After his misfortune with the forged coupon, Ivan Mironov took to drink; and all he possessed would have gone on drink if it had not been for his wife, who locked up his clothes, the horses' collars, and all the rest of what he would otherwise have squandered in public-houses. In his drunken state Ivan Mironov was continually thinking, not only of the man who had wronged him, but of all the rich people who live on robbing the poor. One day he had a drink with some peasants from the suburbs of Podolsk, and was walking home together with them. On the way the peasants, who were completely drunk, told him they had stolen a horse from a peasant's cottage. Ivan Mironov got angry, and began to abuse the horse-thieves.
"What a shame!" he said. "A horse is like a brother to the peasant. And you robbed him of it? It is a great sin, I tell you. If you go in for stealing horses, steal them from the landowners. They are worse than dogs, and deserve anything."
The talk went on, and the peasants from Podolsk told him that it required a great deal of cunning to steal a horse on an estate.
"You must know all the ins and outs of the place, and must have somebody on the spot to help you."
Then it occurred to Ivan Mironov that he knew a landowner - Sventizky; he had worked on his estate, and Sventizky, when paying him off, had deducted one rouble and a half for a broken tool. He remembered well the grey horses which he used to drive at Sventizky's.

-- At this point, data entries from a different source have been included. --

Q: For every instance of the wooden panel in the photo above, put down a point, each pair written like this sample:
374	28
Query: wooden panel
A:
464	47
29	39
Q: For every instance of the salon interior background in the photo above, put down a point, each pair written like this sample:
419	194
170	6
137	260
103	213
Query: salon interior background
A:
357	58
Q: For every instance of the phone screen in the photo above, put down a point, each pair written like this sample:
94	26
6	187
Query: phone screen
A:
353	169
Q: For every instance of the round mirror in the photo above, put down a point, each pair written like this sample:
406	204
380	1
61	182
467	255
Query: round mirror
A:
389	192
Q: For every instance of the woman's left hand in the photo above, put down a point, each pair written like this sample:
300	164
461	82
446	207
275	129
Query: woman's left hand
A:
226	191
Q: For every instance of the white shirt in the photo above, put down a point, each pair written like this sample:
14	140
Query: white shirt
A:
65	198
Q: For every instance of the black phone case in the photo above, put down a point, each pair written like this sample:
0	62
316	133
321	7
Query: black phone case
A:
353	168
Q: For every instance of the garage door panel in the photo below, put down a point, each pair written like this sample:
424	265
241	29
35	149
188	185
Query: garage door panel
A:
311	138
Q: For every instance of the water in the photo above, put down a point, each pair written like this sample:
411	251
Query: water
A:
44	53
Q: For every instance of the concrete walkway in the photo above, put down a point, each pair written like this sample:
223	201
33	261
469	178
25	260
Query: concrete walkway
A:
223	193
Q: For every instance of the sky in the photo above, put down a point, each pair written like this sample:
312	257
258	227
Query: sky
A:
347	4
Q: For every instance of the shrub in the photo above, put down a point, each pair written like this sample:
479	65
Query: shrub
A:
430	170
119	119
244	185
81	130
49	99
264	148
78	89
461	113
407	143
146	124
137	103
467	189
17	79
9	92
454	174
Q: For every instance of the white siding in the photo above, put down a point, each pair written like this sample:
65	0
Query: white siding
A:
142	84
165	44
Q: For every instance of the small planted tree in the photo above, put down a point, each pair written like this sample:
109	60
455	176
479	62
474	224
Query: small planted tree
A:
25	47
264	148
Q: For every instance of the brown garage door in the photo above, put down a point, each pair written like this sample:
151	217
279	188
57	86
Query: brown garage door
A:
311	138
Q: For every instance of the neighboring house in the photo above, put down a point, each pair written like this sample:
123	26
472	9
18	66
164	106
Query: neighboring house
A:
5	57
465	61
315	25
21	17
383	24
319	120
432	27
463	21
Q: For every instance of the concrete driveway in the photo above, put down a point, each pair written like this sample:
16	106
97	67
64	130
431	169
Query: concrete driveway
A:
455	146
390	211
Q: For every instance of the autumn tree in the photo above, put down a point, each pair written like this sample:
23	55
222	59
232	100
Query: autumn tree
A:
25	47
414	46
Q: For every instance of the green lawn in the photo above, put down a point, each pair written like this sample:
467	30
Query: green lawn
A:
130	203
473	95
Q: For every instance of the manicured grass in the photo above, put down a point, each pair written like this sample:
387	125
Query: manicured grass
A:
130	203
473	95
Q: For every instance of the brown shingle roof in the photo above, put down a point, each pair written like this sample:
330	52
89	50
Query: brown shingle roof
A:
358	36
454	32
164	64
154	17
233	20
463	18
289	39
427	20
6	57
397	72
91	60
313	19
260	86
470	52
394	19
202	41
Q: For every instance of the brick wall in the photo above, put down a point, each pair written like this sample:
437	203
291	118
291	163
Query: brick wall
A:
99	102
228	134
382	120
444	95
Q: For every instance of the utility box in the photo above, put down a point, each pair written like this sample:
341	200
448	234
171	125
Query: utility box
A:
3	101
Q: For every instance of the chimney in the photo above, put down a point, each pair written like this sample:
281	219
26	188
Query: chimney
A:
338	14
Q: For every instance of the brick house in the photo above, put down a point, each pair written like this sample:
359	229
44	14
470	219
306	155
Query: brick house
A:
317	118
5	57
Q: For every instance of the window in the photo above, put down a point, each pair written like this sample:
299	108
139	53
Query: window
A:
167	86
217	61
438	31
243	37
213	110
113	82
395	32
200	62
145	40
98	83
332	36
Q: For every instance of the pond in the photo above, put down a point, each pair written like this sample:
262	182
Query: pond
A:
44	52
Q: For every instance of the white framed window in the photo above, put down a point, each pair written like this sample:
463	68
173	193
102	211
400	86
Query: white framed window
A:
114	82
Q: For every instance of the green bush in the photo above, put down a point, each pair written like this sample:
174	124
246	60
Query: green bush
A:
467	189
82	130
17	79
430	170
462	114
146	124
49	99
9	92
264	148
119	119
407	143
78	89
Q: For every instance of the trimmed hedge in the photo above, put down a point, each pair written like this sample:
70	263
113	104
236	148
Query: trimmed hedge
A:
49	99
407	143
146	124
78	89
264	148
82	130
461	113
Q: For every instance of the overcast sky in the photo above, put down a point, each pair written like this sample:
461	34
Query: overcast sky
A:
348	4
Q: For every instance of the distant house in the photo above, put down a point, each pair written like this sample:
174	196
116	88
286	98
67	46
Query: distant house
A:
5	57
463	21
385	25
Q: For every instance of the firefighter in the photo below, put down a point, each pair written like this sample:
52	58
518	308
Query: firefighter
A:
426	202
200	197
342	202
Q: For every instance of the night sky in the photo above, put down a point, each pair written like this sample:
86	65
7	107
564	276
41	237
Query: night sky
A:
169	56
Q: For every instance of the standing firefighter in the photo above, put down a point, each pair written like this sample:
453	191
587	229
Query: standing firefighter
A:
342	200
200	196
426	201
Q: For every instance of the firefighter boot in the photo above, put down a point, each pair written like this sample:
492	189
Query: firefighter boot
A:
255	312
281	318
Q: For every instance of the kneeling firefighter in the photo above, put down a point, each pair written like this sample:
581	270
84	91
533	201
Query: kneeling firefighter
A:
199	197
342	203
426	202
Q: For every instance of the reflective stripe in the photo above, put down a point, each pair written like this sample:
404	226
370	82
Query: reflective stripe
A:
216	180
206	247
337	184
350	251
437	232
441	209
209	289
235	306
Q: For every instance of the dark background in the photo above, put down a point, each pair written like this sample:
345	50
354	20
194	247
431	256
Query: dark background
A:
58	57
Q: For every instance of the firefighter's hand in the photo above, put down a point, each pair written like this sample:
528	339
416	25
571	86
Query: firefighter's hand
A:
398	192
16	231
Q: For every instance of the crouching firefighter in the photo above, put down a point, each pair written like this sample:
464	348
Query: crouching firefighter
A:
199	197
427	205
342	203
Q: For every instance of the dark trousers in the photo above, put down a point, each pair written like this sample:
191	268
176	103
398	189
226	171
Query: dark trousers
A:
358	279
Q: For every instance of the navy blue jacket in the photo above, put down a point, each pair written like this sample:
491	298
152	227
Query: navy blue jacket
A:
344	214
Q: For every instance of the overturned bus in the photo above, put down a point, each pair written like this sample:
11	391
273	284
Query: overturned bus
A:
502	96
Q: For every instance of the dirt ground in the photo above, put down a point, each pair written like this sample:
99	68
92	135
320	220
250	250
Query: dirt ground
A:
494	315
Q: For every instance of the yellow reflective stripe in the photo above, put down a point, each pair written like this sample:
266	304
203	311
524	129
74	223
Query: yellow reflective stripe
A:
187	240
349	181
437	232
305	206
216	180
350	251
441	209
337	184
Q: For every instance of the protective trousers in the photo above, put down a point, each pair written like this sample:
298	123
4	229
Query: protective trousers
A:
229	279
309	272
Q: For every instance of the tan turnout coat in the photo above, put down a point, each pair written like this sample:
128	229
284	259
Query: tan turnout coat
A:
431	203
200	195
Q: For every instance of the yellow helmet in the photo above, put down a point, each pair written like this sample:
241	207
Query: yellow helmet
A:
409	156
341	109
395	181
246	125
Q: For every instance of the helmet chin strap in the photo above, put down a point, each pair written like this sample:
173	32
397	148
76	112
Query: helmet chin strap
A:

Ivan Mironov called on Peter Nikolaevich pretending to ask for employment, but really in order to get the information he wanted. He took precautions to make sure that the watchman was absent, and that the horses were standing in their boxes in the stable. He brought the thieves to the place, and helped them to carry off the three horses.
They divided their gains, and Ivan Mironov returned to his wife with five roubles in his pocket. He had nothing to do at home, having no horse to work in the field, and therefore continued to steal horses in company with professional horse-thieves and gipsies.